We have read the transcript from which it is clear that the trial court erred in directing a verdict in favor of the defendant Kroeckel. There was ample evidence on which the jury might have based a finding of negligence. In fact it is quite apparent that the verdict returned against the corporate defendant must have been based upon the fact that in the eyes of the jury Kroeckel was negligent in the premises. The jury was instructed that:

"* * * the Colorado School of Trades Inc., is a corporation and can act only through its officers and employees. Any act or omission of an officer or employee within the scope of his employment is the action or omission of the defendant, Colorado School of Trades, Inc."

It is admitted that Kroeckel, an employee and instructor of the school, gave the directions to Gonser, a pupil at the school, to do that which resulted in the injuries sustained by plaintiff. Whether reasonable precautions were taken in view of the fact that a charge of gunpowder had been placed in the barrel was a matter for the consideration of the jury.

The trial court erred in directing a verdict for Kroeckel.
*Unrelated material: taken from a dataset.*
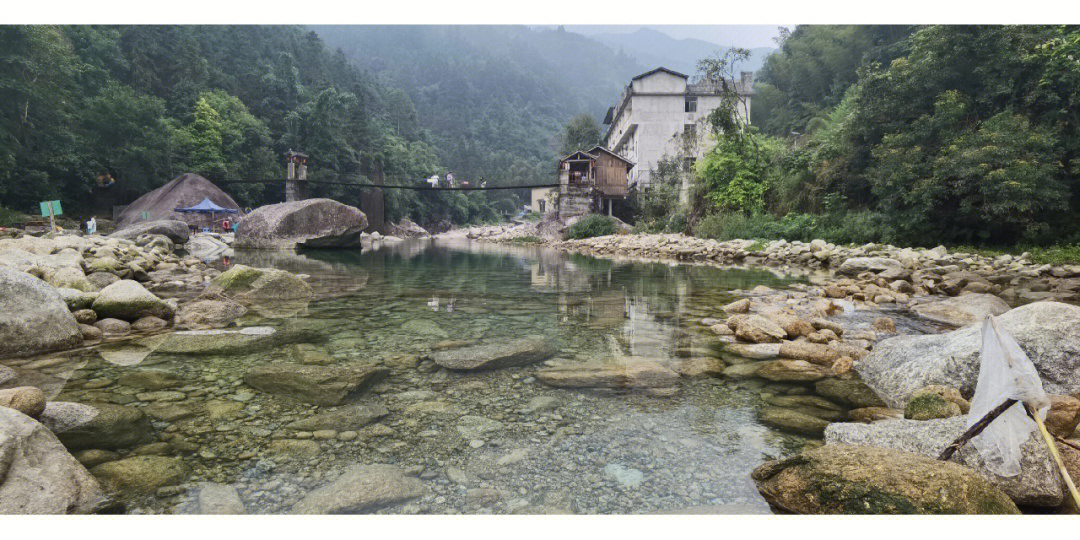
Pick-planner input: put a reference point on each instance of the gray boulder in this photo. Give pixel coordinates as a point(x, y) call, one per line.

A verdict against him would have had sufficient support in the evidence. The action of the trial court left the case in the same status in which it would have been if the school had been the only defendant in the action. The plaintiff did not see fit to assign error upon the action of the trial court in directing a verdict in favor of Kroeckel. He was not designated as a party to this writ of error.

From the foregoing it follows that the "grounds" set forth in the motion for judgment notwithstanding the verdict are insufficient to warrant the granting thereof. The judgment is reversed and the cause remanded with directions to enter judgment in favor of Noland and against the school, pursuant to the verdict returned by the jury upon the trial of the case.